Typhoon Hinnamnor hits South Korea causing flooding and damage


SEOUL — Thousands of people were evacuated and 66,000 homes were left without power in South Korea after Typhoon Hinnamnor hit the south of the country on Tuesday.

The storm made landfall around 4:50 a.m. local time, triggering strong winds and heavy rain that flooded facilities, caused landslides and damaged roads, before heading back out to sea hours later, the agency said. Korea Meteorological Administration. The typhoon weakened before its arrival but still delivered maximum sustained winds of over 90 mph.

Around 3,500 people, mostly in the south of the country, have been evacuated from their homes, according to the Interior and Security Ministry.

One person died in Pohang after being swept away by floodwaters, officials said. Another died in the nearby city of Gyeongju, authorities said later. Ten people are missing, including eight who disappeared in a flooded parking lot in Pohang.
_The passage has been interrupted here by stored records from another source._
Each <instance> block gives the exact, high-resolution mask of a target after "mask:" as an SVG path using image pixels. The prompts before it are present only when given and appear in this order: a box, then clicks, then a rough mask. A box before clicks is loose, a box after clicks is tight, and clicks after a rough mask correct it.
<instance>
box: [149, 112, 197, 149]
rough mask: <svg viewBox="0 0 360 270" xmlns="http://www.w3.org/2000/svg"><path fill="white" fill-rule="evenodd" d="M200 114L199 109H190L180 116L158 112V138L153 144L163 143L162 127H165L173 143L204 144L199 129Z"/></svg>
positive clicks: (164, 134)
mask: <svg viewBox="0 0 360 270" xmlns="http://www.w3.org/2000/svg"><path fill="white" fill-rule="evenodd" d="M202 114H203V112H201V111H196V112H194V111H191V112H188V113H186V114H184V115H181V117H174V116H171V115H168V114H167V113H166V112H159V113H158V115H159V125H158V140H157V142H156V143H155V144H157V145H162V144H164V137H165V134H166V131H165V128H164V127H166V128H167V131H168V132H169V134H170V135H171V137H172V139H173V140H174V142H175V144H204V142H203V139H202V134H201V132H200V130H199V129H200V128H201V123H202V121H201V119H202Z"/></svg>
Typhoon Hinnamnor hits South Korea, bringing damaging winds

The typhoon disrupted industries across the country, forcing some to suspend operations. Fires broke out at a steel mill in Pohang and its operator, Posco, was investigating whether the typhoon was the cause. Flooding in Pohang also washed away a vacation property, local media reported. The Kori nuclear power plant near the city of Busan has partially suspended operations due to an “anomaly” caused by a typhoon, the Busan Ilbo newspaper reported.

South Korean President Yoon Suk-yeol urged residents not to let their guard down, even as the most critical threat appeared to have passed. A timely evacuation had prevented a more serious situation, he said.

The typhoon also hit North Korea, dumping more than 4 inches of rain in dozens of parts of the country in the past two days, Korea’s Central News Agency said on Tuesday.

In apparent response to the downpour, North Korea released water from a dam near its southern border, the South Korean military said. North Korean authorities did not inform the South of the opening of the dam, despite repeated requests from Seoul.

North Korea’s official newspaper Rodong Sinmun called for “maximum preparedness” as the storm approaches, especially in the agricultural sector. “If we fail to prevent the damage caused by typhoons, we will lose the precious crops that we have labored for all spring and summer,” he said. However, the country’s fall crop yield is likely to be affected due to adverse weather conditions this year, North Korean observers said.

A worsening food shortage and widespread malnutrition in this isolated country could aggravate the chronic humanitarian situation. Since North Korea closed its borders at the start of the coronavirus pandemic, almost all international trade has been suspended and foreign aid, including coronavirus vaccines, has barely managed to reach the country. .

Typhoons regularly cross the Pacific between June and November each year. But climate scientists have warned that extreme weather events are becoming more frequent and damaging due to global warming.